What does he want in a quarterback, and how important is that quarterback to the overall team success? McVay pointed more to the overall than to the quarterback’s responsibility.

“I would say this, I think as a team going back, you kind of just bring it back to being in that Green Bay visitor’s locker room after the game,” he said of the Rams’ divisional round loss to the Packers, in which Goff completed 21 of 27 passes for 174 yards and a touchdown. “What I think is so hard is that when you fall short or when you lose in the divisional round, or when we lost in the Super Bowl a couple years ago. What you don’t appreciate until you accumulate enough experience to really apply tangible evidence is how difficult it is – when you really say, ‘Hey, you start over.’ You don’t just show up where you fell short the following year. It’s so difficult to get yourself in a position to win your opener, to then follow that up by winning your second game, putting yourself in a position to win a division, potentially compete for a first-round bye, get into the playoffs, win in the playoffs.

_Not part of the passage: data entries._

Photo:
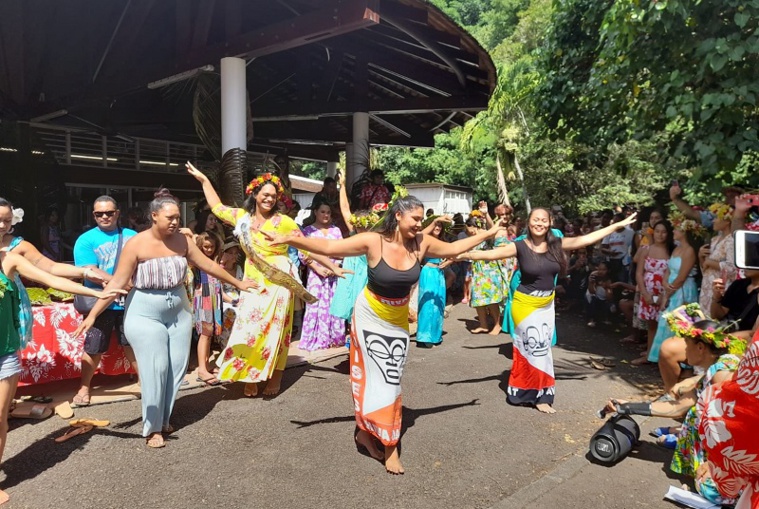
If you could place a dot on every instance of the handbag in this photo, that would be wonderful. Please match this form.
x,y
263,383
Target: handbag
x,y
84,303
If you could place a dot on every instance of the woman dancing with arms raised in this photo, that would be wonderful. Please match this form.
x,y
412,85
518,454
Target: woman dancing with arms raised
x,y
541,257
260,338
379,330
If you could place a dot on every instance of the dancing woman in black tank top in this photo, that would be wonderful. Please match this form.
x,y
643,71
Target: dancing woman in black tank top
x,y
541,258
379,331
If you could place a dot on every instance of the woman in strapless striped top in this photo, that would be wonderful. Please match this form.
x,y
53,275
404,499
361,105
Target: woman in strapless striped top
x,y
379,329
158,316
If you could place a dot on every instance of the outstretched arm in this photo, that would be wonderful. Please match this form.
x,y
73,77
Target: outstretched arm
x,y
439,249
210,193
572,243
499,253
14,262
356,245
345,206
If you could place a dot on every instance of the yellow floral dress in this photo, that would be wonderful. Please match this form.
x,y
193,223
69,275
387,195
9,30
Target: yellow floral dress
x,y
260,336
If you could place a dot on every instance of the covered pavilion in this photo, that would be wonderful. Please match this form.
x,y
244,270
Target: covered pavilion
x,y
117,95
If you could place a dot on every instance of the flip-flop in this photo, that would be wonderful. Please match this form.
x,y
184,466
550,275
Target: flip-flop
x,y
210,382
81,400
37,399
72,432
668,441
95,423
64,410
660,432
35,412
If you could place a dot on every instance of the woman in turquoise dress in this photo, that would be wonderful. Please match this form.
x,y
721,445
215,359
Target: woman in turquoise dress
x,y
680,287
432,294
488,289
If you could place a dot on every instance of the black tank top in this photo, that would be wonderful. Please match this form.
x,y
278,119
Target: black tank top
x,y
391,283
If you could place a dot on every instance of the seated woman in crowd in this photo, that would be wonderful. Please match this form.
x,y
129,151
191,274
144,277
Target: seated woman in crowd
x,y
709,348
599,295
739,304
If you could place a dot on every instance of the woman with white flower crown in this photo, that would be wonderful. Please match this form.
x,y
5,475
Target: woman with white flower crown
x,y
9,217
11,266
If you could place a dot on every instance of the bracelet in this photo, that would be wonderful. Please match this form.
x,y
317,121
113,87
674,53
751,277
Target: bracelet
x,y
634,409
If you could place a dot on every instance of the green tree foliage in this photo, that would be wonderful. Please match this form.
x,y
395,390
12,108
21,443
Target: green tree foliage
x,y
633,69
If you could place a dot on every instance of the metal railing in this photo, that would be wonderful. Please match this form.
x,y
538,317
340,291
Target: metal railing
x,y
82,147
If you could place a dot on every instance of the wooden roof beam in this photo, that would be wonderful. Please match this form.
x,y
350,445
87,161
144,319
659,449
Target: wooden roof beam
x,y
279,112
342,16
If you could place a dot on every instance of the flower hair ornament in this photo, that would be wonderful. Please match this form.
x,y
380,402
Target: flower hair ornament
x,y
479,218
18,216
682,322
365,221
680,222
721,211
266,178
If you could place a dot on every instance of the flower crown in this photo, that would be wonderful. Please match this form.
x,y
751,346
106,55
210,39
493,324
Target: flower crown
x,y
680,222
721,211
681,322
18,216
266,178
479,218
366,222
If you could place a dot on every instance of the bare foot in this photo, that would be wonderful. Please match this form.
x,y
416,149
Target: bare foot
x,y
272,388
155,441
82,397
250,391
366,441
640,361
393,461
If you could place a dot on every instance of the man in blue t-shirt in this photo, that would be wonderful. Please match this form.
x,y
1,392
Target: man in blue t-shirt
x,y
100,247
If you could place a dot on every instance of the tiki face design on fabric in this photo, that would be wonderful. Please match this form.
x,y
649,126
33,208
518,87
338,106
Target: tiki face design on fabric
x,y
388,353
537,341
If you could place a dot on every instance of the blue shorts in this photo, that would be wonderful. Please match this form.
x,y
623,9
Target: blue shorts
x,y
10,365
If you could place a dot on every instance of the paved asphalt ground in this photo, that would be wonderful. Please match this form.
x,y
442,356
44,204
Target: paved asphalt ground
x,y
463,446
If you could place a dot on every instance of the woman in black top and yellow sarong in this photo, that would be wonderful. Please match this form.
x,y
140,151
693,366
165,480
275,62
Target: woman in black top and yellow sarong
x,y
379,333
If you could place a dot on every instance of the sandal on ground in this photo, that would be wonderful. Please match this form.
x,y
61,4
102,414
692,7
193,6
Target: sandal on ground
x,y
64,410
210,382
668,441
81,400
156,442
95,423
72,432
661,431
35,412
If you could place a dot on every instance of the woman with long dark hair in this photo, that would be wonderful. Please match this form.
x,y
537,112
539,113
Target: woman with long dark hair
x,y
260,338
541,258
158,316
379,330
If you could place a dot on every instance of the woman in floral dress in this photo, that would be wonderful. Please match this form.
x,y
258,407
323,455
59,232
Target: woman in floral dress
x,y
717,259
260,338
488,288
650,278
320,329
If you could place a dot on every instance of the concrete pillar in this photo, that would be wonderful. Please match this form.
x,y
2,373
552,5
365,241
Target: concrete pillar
x,y
357,152
331,168
233,108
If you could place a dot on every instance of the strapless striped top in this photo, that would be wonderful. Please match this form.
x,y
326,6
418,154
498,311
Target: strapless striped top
x,y
162,273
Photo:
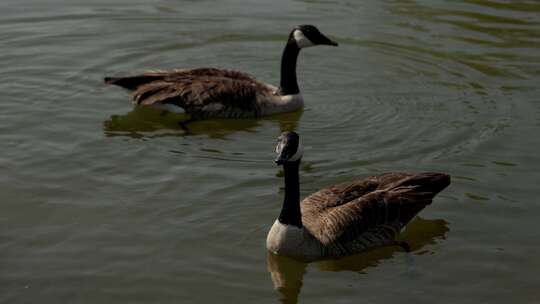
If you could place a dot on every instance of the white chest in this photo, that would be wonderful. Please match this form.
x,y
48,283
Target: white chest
x,y
290,240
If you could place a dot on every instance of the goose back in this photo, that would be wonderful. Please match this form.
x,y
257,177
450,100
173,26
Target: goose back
x,y
202,92
354,216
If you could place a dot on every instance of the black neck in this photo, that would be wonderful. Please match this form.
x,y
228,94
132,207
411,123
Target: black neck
x,y
288,84
290,212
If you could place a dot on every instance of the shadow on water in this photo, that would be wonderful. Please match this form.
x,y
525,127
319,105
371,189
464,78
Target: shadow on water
x,y
148,122
288,274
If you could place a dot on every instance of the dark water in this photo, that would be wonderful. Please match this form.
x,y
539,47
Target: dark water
x,y
101,202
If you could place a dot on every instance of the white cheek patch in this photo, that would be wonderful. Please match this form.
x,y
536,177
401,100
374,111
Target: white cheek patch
x,y
298,154
302,40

“So, there’s so many things that we just want to take it one day at a time, be totally and completely present. I think it’s really all-encompassing to coaches, offense, defense, special teams – everybody can do their job at a little bit higher level. If we do that and we continue to just build and peak at the right times, you give yourself an opportunity to be relevant. Kind of like what I was saying earlier with the Bucs, they peaked at the right time. I think they showed that they can handle some adversity, I think a lot of people were probably counting them out after we had a game on Monday night, where we won, then they lose to the Chiefs the following week. But they had a late bye, they did a great job of rallying the troops and peaking at the right time. So, we’re really just focused on what we can control right now and that’ll be an ever-evolving process as we’re gearing towards whoever we open with and trying to really start 1-0.”

The Rams will try and start 1-0 in 2021 with Matthew Stafford, and would seem to have a far better opportunity of building on that than they did with Jared Goff.